Questo documentario , tratto dal libro omonimo di Christopher Hitchens, non è mai stato distribuito in Italia. Ci asterremo da commenti sulla questione, purtroppo pleonastici, ma non ne risparmieremo di entusiasti per questo gioiello che è attuale, nonostante noi lo vediamo con un ritardo di oltre dieci anni. Una piccola consolazione: abbiamo potuto godere dell’introduzione dell’autore e della sua cortesia nel rispondere ad alcune domande del pubblico, nel tempo – poco, purtroppo – che separava questa proiezione da quella successiva, nella stessa sala. Non appena cominciamo a contemplare le facce degli intervistati, a guardare le immagini di repertorio e ascoltare attentamente la voce narrante, siamo catturati dallo stile di quei documentaristi che denunciano ma che non vogliono passare sotto i riflettori, come invece ama fare Michael Moore o lo stesso Hitchens. Solo un diverso modo di lavorare, né migliore né peggiore, poiché lo scopo di contro-informare ha basi egualmente solide, ricerche accurate e la capacità di drammatizzare il materiale a disposizione per non mortificarlo in una mera sequenza di date. Lo stesso meccanismo che ci faceva pendere dalle labbra di Errol Morris, per esempio, in The fog of war: il personaggio inquisito era McNamara, ma la cultura della ragion di stato a ogni costo è la stessa che permea ogni atomo del nostro protagonista.
Henry Kissinger è stato tra i responsabili più noti della politica estera statunitense: braccio destro del presidente Nixon, dobbiamo soprattutto a lui alcuni sviluppi ancor più tragici della guerra in Vietnam, come il bombardamento dimostrativo della Cambogia; dobbiamo anche ringraziarlo per il golpe cileno dell’11 settembre 1973, la cui data coincide tristemente con quell’11 settembre più noto alla maggior parte di noi. E anche in questa seconda circostanza Kissinger avrebbe potuto giocare un ruolo cruciale, non fosse stato per il documentario di Jarecki. L’ex segretario di stato, infatti, era stato nominato da Bush nella commissione per indagare sugli attentati terroristici, proprio lui che intrattiene affari nei paesi arabi, ma il regista è riuscito a contattare le associazioni delle famiglie delle vittime e a mostrare loro il suo lavoro, scatenando una protesta e impedendo la nomina del vecchio politico. Un’azione politica, un risultato tangibile: una di quelle volte in cui il cinema riesce a influenzare positivamente il suo pubblico, a metterlo in guardia contro qualcosa che può non conoscere, soprattutto in un paese così bravo a vendere un’immagine di sé tanto orgogliosa ed edulcorata quanto falsa.

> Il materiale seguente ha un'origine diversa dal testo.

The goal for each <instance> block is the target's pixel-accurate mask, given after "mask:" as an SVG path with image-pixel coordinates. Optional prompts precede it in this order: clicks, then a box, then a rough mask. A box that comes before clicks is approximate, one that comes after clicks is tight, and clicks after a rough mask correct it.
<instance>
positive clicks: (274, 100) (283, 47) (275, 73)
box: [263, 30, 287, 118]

Quando qualcuno tra il pubblico, forse un giornalista, gli chiede se è al corrente dei rapporti tra Nixon, Kissinger e alcuni politici italiani, come Napolitano e Andreotti, Eugene Jarecki umilmente risponde che non è abbastanza informato sull’argomento. Ma aggiunge che conosce meglio la relazione tra il fu governo Berlusconi e l’America, all’epoca rappresentata dal degno compare Bush. Berlusconi, ha detto Jarecki, si è spesso detto amico degli Stati Uniti e Bush non ha mai declinato il complimento, contribuendo ad affossare la già compromessa reputazione del Paese agli occhi del mondo. Se un politico che controlla i media e il governo contemporaneamente è un caro amico della “democrazia” più potente al mondo, allora un cittadino americano dovrebbe porsi qualche domanda sul reale stato di salute della repubblica in cui vive. Jarecki ha anche notato che l’americano medio è immerso nell’illusione che il governo abbia una sua moralità, mentre i cittadini italiani sono molto più critici e disillusi nei confronti dei propri governanti. La domanda più dolorosa e scontata che possiamo porci, dunque, è questa: perché eleggiamo sempre gli stessi uomini, se siamo più coinvolti degli americani nel dibattito politico? Perché commettiamo sempre gli stessi errori? E perché, quando ci sembra che un nuovo decente stia avanzando, non è che una caricatura di un passato dittatoriale? Siamo stupidi o siamo solo un po’ ignoranti (nel senso etimologico del termine,a partire dalla scuola elementare), o non mediaticamente alfabetizzati?